Wow, check out this reaction to the election of Benedict XVI in the German newsmagazine Der Spiegel. I mean, the editors might as well have assigned a heavily sedated Matthew Fox to write the piece on the election of the first German pope since 1048. The long subhead reads:
Joseph Ratzinger has spent his entire life trying to ignore real life. He has been more successful at doing this in Rome than at home in Germany. Now the world’s Catholics hope that this rigid guardian of the faith will transform himself into a good shepherd.
The portraiture of the pope in his previous life is so shaded that it often veers into caricature. We read about Ratzinger the borderline autistic worker:
Every day at precisely the same time, Joseph Ratzinger would leave the apartment, carrying his briefcase in his left hand, and walk diagonally across St. Peter’s Square to his office . . .
Ratzinger the monomaniac:
“He could write as if possessed, spending 12 or 13 hours without eating,” says a [quasi-anonymous] priest . . . “The sisters would put sandwiches on his desks, only to find hours later that they hadn’t been touched.”

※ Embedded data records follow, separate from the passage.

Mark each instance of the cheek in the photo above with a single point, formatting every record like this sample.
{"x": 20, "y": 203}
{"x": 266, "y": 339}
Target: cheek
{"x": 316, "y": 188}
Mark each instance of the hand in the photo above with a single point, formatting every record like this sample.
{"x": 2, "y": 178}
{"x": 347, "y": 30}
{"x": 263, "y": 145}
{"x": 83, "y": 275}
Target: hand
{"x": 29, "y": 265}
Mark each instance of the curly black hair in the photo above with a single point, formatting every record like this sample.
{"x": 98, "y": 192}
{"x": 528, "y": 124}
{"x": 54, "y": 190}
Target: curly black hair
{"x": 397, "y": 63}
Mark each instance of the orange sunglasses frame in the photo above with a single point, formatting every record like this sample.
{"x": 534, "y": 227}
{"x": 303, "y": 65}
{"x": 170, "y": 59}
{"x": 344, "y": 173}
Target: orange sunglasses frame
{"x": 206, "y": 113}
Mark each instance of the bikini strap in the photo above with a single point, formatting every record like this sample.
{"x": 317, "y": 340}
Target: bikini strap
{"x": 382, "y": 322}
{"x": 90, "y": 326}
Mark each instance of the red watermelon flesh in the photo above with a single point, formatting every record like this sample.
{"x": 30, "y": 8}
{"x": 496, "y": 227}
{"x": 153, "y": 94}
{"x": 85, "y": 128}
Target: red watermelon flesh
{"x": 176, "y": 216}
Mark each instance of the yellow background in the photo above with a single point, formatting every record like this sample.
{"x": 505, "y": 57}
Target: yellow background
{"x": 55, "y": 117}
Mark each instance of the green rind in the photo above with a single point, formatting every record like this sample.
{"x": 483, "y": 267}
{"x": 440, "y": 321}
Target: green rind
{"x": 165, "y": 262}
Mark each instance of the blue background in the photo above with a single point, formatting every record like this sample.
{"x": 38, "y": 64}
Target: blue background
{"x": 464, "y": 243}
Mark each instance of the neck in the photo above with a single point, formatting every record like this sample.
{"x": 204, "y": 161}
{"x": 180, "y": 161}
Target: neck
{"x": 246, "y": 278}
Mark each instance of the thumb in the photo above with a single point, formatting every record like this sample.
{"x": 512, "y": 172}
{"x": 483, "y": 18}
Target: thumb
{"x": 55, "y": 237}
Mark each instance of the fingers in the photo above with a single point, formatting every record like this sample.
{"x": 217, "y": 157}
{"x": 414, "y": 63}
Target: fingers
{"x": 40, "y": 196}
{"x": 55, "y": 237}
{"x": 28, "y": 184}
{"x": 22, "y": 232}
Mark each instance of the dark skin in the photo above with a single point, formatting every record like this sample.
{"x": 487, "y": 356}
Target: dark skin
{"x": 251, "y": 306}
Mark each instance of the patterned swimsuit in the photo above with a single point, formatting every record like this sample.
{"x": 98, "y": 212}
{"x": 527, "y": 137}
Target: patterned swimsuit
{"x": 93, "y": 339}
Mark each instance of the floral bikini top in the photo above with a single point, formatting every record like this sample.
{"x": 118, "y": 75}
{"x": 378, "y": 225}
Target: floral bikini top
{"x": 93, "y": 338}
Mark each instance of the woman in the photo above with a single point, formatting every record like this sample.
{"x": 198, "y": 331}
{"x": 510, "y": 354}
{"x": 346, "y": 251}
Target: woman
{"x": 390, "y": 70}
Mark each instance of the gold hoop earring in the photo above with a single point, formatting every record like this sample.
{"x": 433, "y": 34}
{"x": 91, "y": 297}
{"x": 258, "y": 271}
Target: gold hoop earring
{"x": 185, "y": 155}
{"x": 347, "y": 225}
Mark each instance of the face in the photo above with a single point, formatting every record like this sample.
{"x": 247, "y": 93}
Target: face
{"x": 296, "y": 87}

Ratzinger the German out of step with the march of his fellow countrymen:
There was apparently only one German cardinal who voted for Ratzinger in the first round of the election: Joachim Meisner, the ultraconservative Archbishop of Cologne, unpopular with many in his diocese.
Ratzinger the young theological radical:
He was called the “teen-ager” of the [Second Vatican] Council.
Ratzinger the wimpy neoconservative:
At some point he heard his own students utter the scandalous words: “Jesus be damned.” Horrified, he left Tuebingen for a position at the more conservative and tranquil University of Regensburg. . . .
He has inherited St. Augustine’s theological pessimism, his conviction that there is no real future when it comes to earthly matters. In this world view, neither history nor nature can offer any hope or expectation, and nothing good can be expected to transpire in the world beyond the walls of the Church and the Vatican, especially when that world is represented by shabbily dressed, unshaven students calling for revolution in the name of Karl Marx and Jesus Christ.
And, finally, Ratzinger the preacher to whom grace has become a foreign concept:
Even his last sermon before the conclave was harsh and didactic. As in the past, man is delegated to the sidelines in Ratzinger’s perspective. And as he had done so many times before — and perhaps for the last time? — he claimed that Jesus died for the truth, not for our sins. Indeed, one of the Church’s main functions is to continue repeating this message, always in a fresh and timely manner. (Emphasis added.)
I hardly know where to start here, but in the interest of brevity, I’ll stick to the claim highlighted in the last paragraph as a great example of how the Der Spiegel writers fail to . . . get religion.
In his final homily before Joseph Cardinal Ratzinger became Pope Benedict XVI, he said, in part,
Saint Peter says: “He himself bore our sins in His body upon the cross.” And Saint Paul writes in his letter to the Galatians: “Christ ransomed us from the curse of the law by becoming a curse for us, for it is written, ‘Cursed be everyone who hangs on a tree,’ that the blessing of Abraham might be extended to the Gentiles through Christ Jesus, so that we might receive the promise of the Spirit through faith.”